Data in attached packages -> Anscombe
The dataset contains:
education - Per-capita education expenditure.
income - Per-capita income.
young - Number of under 18 year olds per 1000 people.
urban - Number of urban dwellers per 1000 people for each state in the USA.
Of the four variables, you will need investigate two of them.
To randomize which variables each student will be using, x = the last digit of your student ID
If x = 0 - 1, use education and income
If x = 2 - 3, use education and young
If x = 4 - 5, use education and urban
If x = 6 - 7, use income and young
If x = 8, use income and urban
If x = 9, use young and urban
- Write a brief description of the data you're working with.
- Produce a histogram of both variables, and describe both distributions.
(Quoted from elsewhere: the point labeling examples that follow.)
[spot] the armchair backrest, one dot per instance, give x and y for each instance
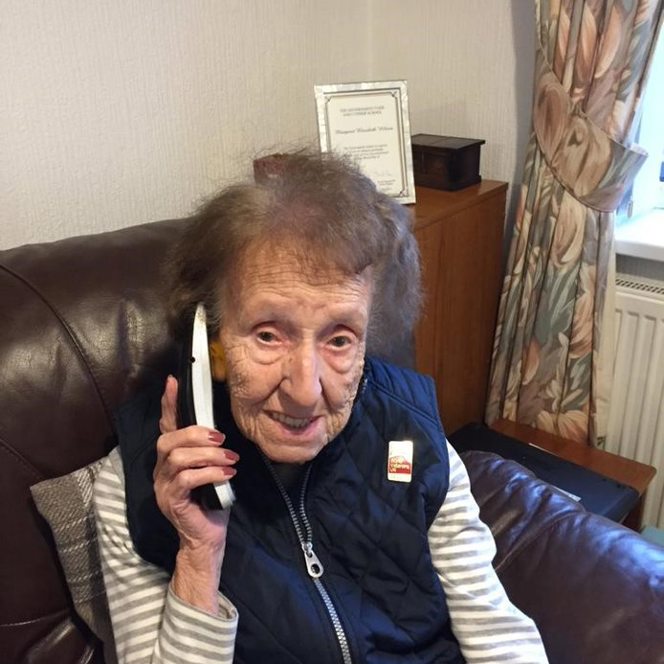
(82, 326)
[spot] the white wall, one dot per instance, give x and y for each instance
(115, 113)
(469, 66)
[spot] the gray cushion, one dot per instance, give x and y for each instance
(66, 504)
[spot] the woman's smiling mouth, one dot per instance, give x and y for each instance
(297, 423)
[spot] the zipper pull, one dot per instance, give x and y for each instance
(314, 566)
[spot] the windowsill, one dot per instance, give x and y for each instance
(642, 237)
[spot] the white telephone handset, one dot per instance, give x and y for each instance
(195, 403)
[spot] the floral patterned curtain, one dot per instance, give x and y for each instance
(591, 64)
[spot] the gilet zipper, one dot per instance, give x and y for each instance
(314, 566)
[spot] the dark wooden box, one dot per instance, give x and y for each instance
(446, 162)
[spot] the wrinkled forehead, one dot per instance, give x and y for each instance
(264, 262)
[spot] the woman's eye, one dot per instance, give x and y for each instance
(266, 337)
(340, 341)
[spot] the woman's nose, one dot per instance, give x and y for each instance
(302, 377)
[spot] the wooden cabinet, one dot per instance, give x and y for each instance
(460, 237)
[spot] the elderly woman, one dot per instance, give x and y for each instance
(324, 557)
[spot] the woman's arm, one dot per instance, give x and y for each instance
(488, 626)
(150, 622)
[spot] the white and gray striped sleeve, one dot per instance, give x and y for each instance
(489, 628)
(150, 623)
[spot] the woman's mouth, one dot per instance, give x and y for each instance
(296, 423)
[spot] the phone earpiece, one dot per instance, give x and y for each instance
(217, 361)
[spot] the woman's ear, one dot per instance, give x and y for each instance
(217, 361)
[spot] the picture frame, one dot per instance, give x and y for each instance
(370, 123)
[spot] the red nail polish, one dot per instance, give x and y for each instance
(216, 437)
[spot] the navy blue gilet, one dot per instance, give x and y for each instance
(369, 533)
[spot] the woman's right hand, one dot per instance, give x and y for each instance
(188, 458)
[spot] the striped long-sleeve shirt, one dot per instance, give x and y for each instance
(151, 624)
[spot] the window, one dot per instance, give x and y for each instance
(640, 222)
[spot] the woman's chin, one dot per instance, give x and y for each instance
(285, 451)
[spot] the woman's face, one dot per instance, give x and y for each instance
(294, 342)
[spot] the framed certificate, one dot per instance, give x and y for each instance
(369, 122)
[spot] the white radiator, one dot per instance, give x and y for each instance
(636, 416)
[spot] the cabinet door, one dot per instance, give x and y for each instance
(460, 238)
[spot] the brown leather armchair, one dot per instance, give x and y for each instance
(83, 328)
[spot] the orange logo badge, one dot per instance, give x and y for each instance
(400, 461)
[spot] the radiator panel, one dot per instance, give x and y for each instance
(636, 414)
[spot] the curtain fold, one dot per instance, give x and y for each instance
(550, 349)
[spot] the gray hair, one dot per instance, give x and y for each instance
(322, 205)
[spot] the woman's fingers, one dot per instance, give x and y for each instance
(169, 399)
(187, 480)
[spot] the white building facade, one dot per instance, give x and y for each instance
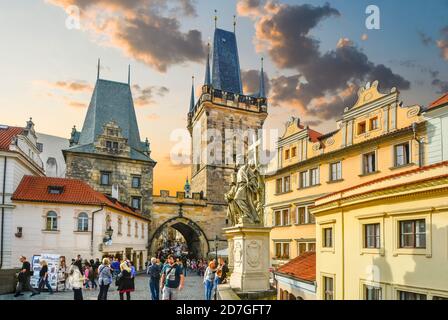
(77, 220)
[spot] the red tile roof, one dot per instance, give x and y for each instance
(6, 135)
(443, 100)
(75, 191)
(302, 267)
(389, 177)
(314, 135)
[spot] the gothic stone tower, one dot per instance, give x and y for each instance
(219, 121)
(108, 153)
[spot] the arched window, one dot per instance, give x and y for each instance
(52, 220)
(83, 222)
(108, 222)
(120, 225)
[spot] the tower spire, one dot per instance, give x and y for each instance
(192, 96)
(216, 18)
(98, 70)
(234, 23)
(207, 81)
(262, 93)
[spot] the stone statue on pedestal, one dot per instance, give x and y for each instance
(246, 196)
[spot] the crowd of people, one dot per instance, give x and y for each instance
(165, 278)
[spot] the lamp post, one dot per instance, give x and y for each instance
(108, 234)
(216, 256)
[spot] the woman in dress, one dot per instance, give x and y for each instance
(125, 282)
(76, 279)
(104, 278)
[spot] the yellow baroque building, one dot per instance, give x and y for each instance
(377, 137)
(385, 239)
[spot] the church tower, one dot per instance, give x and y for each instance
(108, 153)
(222, 119)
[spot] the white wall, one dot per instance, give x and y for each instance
(52, 148)
(437, 130)
(67, 240)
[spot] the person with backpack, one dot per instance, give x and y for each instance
(172, 279)
(90, 276)
(76, 279)
(43, 277)
(154, 278)
(209, 279)
(124, 281)
(104, 278)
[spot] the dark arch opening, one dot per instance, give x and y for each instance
(195, 238)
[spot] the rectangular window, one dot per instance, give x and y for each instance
(302, 248)
(105, 178)
(328, 288)
(372, 235)
(285, 217)
(301, 212)
(287, 184)
(374, 123)
(278, 186)
(282, 250)
(369, 163)
(336, 171)
(304, 181)
(406, 295)
(362, 127)
(372, 293)
(278, 218)
(136, 202)
(293, 152)
(413, 234)
(314, 177)
(401, 153)
(285, 253)
(328, 238)
(136, 182)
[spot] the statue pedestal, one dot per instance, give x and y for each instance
(249, 253)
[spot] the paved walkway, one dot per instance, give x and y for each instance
(193, 290)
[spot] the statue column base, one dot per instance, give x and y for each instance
(250, 257)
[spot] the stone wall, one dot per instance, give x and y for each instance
(88, 167)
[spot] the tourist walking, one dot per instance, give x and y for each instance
(115, 265)
(62, 272)
(104, 278)
(172, 279)
(154, 278)
(43, 277)
(24, 278)
(209, 280)
(76, 279)
(124, 281)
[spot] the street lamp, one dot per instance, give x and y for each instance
(216, 256)
(108, 234)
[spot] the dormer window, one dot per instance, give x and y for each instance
(362, 127)
(55, 189)
(112, 145)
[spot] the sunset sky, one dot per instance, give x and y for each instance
(316, 55)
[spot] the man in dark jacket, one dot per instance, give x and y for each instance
(154, 278)
(24, 278)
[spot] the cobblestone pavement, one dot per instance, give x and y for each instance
(193, 290)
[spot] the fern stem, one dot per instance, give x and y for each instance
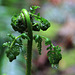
(29, 45)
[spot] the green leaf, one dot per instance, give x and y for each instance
(47, 41)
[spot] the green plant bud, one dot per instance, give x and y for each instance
(47, 41)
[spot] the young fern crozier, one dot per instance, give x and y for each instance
(25, 23)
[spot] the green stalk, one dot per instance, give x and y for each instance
(29, 45)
- Using R Commander, test to see which of the two variables is most normal. Justify your choice.
- For the most normal of your two variables, assume the data is taken from a normally distributed population to answer the following questions:
a. Find the mean and standard deviation.
b. Find the 80th percentile. Explain in words what this value means.
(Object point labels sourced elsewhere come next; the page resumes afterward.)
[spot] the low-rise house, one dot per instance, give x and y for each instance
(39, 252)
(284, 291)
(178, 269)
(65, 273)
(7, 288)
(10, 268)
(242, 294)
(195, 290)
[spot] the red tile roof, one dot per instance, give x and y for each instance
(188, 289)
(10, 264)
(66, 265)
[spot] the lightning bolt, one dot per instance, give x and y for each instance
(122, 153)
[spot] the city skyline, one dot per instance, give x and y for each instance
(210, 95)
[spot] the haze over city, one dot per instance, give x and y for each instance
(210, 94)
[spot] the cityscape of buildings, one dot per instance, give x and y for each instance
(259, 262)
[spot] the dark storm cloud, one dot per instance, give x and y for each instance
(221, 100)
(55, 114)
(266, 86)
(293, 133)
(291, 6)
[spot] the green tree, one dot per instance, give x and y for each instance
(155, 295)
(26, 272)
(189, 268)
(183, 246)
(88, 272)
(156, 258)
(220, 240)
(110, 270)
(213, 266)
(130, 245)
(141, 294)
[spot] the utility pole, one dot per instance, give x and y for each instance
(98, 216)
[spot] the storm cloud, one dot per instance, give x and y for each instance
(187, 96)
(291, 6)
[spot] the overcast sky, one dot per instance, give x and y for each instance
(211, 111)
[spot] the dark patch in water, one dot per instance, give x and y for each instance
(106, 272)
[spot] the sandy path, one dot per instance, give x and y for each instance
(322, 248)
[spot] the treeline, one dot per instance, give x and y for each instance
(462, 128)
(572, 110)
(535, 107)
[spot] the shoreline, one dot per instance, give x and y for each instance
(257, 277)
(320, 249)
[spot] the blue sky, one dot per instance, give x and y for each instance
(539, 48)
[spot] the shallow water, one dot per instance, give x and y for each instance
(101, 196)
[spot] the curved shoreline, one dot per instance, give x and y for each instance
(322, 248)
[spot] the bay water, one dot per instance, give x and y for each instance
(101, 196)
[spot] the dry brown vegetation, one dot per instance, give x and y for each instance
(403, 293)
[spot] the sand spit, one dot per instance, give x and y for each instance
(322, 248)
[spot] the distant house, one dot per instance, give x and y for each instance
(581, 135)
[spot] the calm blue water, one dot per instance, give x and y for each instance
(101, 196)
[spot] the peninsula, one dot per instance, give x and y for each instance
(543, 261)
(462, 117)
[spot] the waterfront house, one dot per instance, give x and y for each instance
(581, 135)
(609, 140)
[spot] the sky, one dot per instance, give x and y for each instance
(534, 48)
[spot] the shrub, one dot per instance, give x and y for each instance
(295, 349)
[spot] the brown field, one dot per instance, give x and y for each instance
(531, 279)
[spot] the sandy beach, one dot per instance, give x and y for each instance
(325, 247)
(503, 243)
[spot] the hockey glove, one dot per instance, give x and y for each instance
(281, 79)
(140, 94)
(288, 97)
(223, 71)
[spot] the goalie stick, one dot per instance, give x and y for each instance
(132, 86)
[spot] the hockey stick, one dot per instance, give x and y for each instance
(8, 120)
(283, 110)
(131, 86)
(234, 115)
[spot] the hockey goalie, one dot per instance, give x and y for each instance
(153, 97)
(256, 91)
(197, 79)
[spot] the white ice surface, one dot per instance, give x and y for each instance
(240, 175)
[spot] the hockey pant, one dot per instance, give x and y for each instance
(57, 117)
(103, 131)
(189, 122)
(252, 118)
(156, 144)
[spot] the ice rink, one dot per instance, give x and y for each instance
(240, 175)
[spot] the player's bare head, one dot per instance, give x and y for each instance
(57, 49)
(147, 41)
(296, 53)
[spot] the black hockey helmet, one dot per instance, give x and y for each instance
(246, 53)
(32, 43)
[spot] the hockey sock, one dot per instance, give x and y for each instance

c. What is the probability of a randomly selected member of the population being within 17 units of the mean? Use R Commander to plot the normal distribution and use vertical lines to show the region of interest.
d. What is the z score of the point 33 units above the mean? Interpret the meaning of this value.
- Make a scatterplot showing the relationship between the two variables. Describe the relationship. Relate this back to the meaning of the data.
- Produce r, the correlation coefficient. Explain in words what this value shows?
- Find the other correlation coefficients for the relationships between the other variables in Anscombe. Compare and contrast with the correlation coefficient found for your data, and relate these back to the meaning of the data.
- Produce r2. Explain in words what this value shows?
Part B
To gather the above information in each state, surveys were done in each state. 4 random districts were selected from a list of all of the districts in the state, and the phone directories were used to select and survey 1000 random people from each district.
- What is the name for this kind of sampling?
- What were the sampling frames used here? Could better sampling frames have been used? If you answered "yes", suggest an example of a better sampling frame.
- What is the difference between a sample and a census? Why do you think a census was not used in this instance?
- List three possible sources of sampling bias for this sampling method. Justify each one.